Par-delà les pistes fissurées et les halls délabrés, une question hante les voyageurs congolais : où est passé l’argent du Go-Pass ?
Depuis quinze ans, chaque passager quittant ou entrant en République démocratique du Congo paie une taxe censée moderniser les aéroports : 50 dollars pour un vol international, 10 dollars pour un vol domestique. Une somme modeste à l’échelle individuelle, mais colossale à l’échelle nationale. Additionnée année après année, elle représente plus de 360 millions de dollars. Un budget qui, dans n’importe quel pays, aurait permis de transformer profondément un réseau aéroportuaire. En RDC, il a surtout nourri la frustration, la suspicion et un profond sentiment de dépossession.
Car la réalité est brutale : les aéroports congolais ne ressemblent pas à des infrastructures ayant absorbé l’équivalent de centaines de millions de dollars d’investissements.
Une taxe née de la peur, devenue rente
Le Go-Pass a été créé dans un contexte de tragédies aériennes et d’urgences sécuritaires. On promettait alors aux Congolais un ciel plus sûr, des pistes rénovées, des équipements modernes, une aviation enfin digne d’un pays-continent.
Quinze ans plus tard, l’argument sécuritaire est toujours brandi, mais les résultats visibles sont maigres. Les terminaux restent saturés, l’accueil des passagers est souvent indigne, les aéroports de l’intérieur du pays ressemblent davantage à des terrains d’atterrissage improvisés qu’à de véritables plateformes aériennes. Même N’Djili, vitrine internationale du pays, peine à convaincre.
Où sont donc passés ces centaines de millions ?
Le trou noir de la gestion
Le scandale du Go-Pass n’est pas seulement une question d’argent manquant. C’est d’abord une faillite de gouvernance.

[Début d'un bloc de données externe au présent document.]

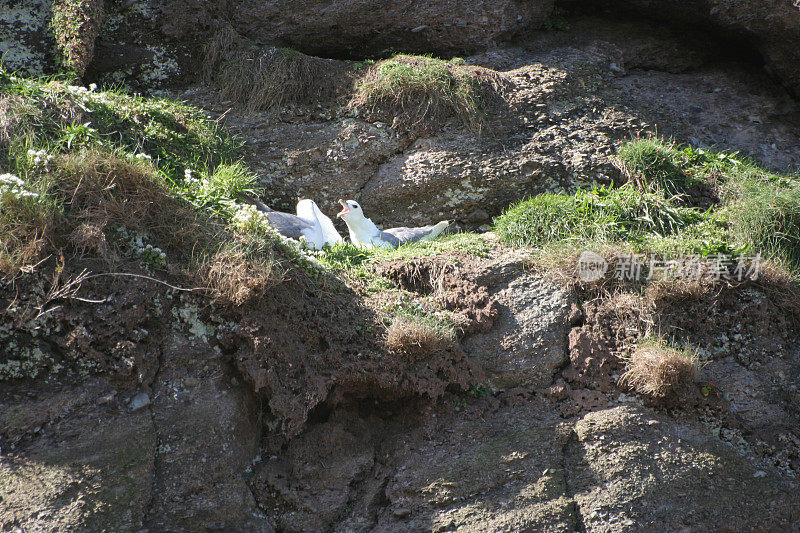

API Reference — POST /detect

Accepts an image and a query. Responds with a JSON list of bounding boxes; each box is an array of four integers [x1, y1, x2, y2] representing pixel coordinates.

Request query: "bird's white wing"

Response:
[[382, 220, 450, 244], [297, 200, 325, 250], [309, 200, 344, 244]]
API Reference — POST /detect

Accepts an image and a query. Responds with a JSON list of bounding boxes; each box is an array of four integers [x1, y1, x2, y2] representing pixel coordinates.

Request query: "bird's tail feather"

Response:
[[421, 220, 450, 241]]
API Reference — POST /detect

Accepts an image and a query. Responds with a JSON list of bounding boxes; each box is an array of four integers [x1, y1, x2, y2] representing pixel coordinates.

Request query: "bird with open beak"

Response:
[[336, 199, 450, 248]]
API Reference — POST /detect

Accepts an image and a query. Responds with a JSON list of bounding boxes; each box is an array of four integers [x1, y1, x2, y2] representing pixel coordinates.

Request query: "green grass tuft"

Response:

La collecte s’est longtemps faite dans un système non bancarisé, fondé sur des coupons et des circuits opaques. Autrement dit : l’environnement idéal pour diluer la responsabilité, maquiller les chiffres et faire disparaître les traces. Dans n’importe quel pays sérieux, une taxe de cette ampleur serait intégrée à un circuit bancaire, auditée, publiée, scrutée. En RDC, elle est restée longtemps enfermée dans un labyrinthe administratif que même les organes de contrôle peinent à cartographier.
La Cour des comptes a tiré la sonnette d’alarme. Le Parlement a posé des questions. Mais la Régie des Voies Aériennes (RVA) continue de répondre par des généralités : « équipements invisibles », « dépenses techniques », « investissements de sécurité ». Peut-être. Mais l’invisible ne peut pas être un alibi permanent pour l’absence de preuves.

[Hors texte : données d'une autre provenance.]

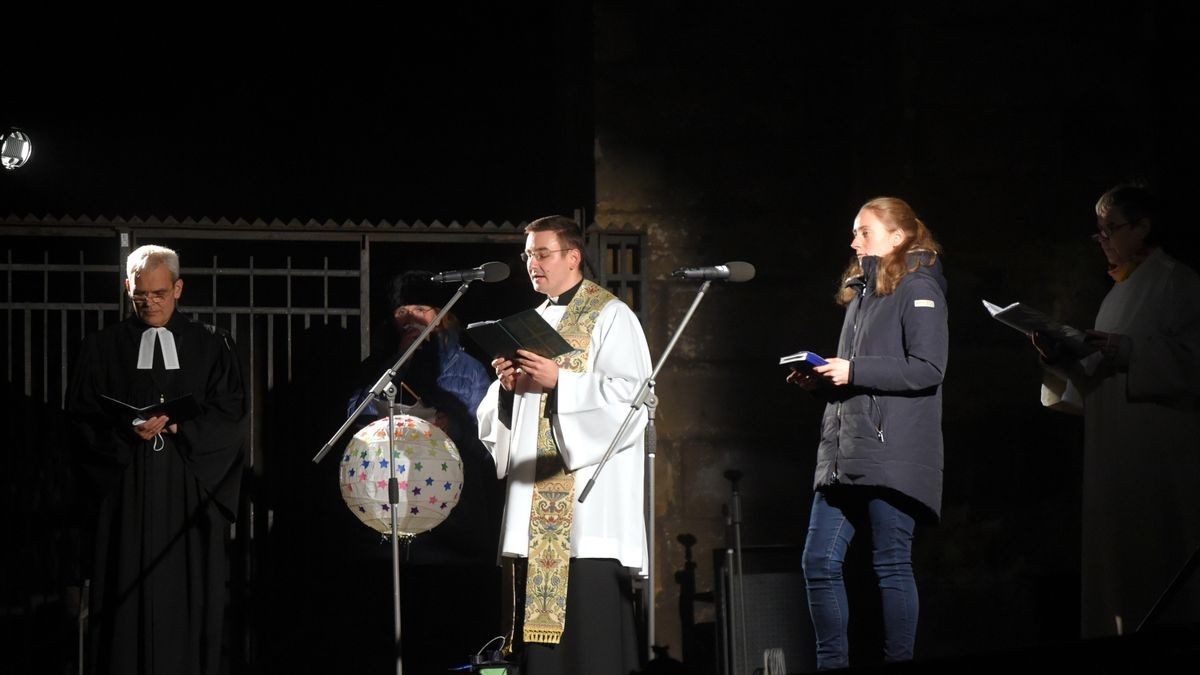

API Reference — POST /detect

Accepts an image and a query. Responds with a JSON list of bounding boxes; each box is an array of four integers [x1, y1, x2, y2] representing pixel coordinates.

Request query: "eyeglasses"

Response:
[[521, 249, 575, 263], [1092, 221, 1134, 241], [396, 305, 434, 317], [130, 291, 170, 300]]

Quand 360 millions ne laissent aucune trace
Faisons un exercice simple.
Avec 360 millions de dollars, la RDC aurait pu :
• réhabiliter complètement plusieurs pistes provinciales,
• construire de nouveaux terminaux régionaux,
• équiper les aéroports en systèmes modernes de navigation et de sécurité,
• former du personnel,
• rendre le pays plus attractif pour les compagnies internationales.
Au lieu de cela, le voyageur continue de payer, mais ne voit rien changer. Pire : certaines compagnies évitent la RDC, les primes d’assurance restent élevées, et la réputation aéronautique du pays demeure fragile.
Le Go-Pass est devenu ce que les Congolais connaissent trop bien : une rente. Une source de revenus stable, facile à prélever, difficile à contrôler, et politiquement commode parce qu’elle touche des voyageurs dispersés et souvent silencieux.
Le vrai scandale : l’impunité
Le plus choquant n’est pas seulement l’opacité passée. C’est l’absence de reddition de comptes aujourd’hui. Personne n’a encore produit un tableau clair, année par année, montrant :
• combien a été collecté,
• combien a été dépensé,
• pour quels projets,
• avec quels marchés,
• et quels résultats mesurables.
Sans ces chiffres, toute justification est un acte de foi. Et un État ne se gouverne pas à la foi, mais à la preuve.
Une taxe sans contrat moral
Le Go-Pass repose sur un contrat implicite : je paie, tu améliores.
Or, ce contrat est rompu. Les Congolais paient, mais l’État n’honore pas sa part.
Voilà pourquoi la colère monte, pourquoi la diaspora exige la suppression de la taxe, pourquoi les voyageurs parlent de racket plus que de contribution.
Supprimer le Go-Pass ? Peut-être.
Mais le vrai combat n’est pas là.
Le vrai combat est d’imposer la transparence totale :
• audit indépendant,
• publication des comptes,
• traçabilité bancaire,
• responsabilités individuelles.
Car sans cela, supprimer le Go-Pass ne fera que déplacer le problème.
Et le pays continuera de perdre ce qu’il perd depuis trop longtemps : son argent, sa crédibilité, et sa dignité.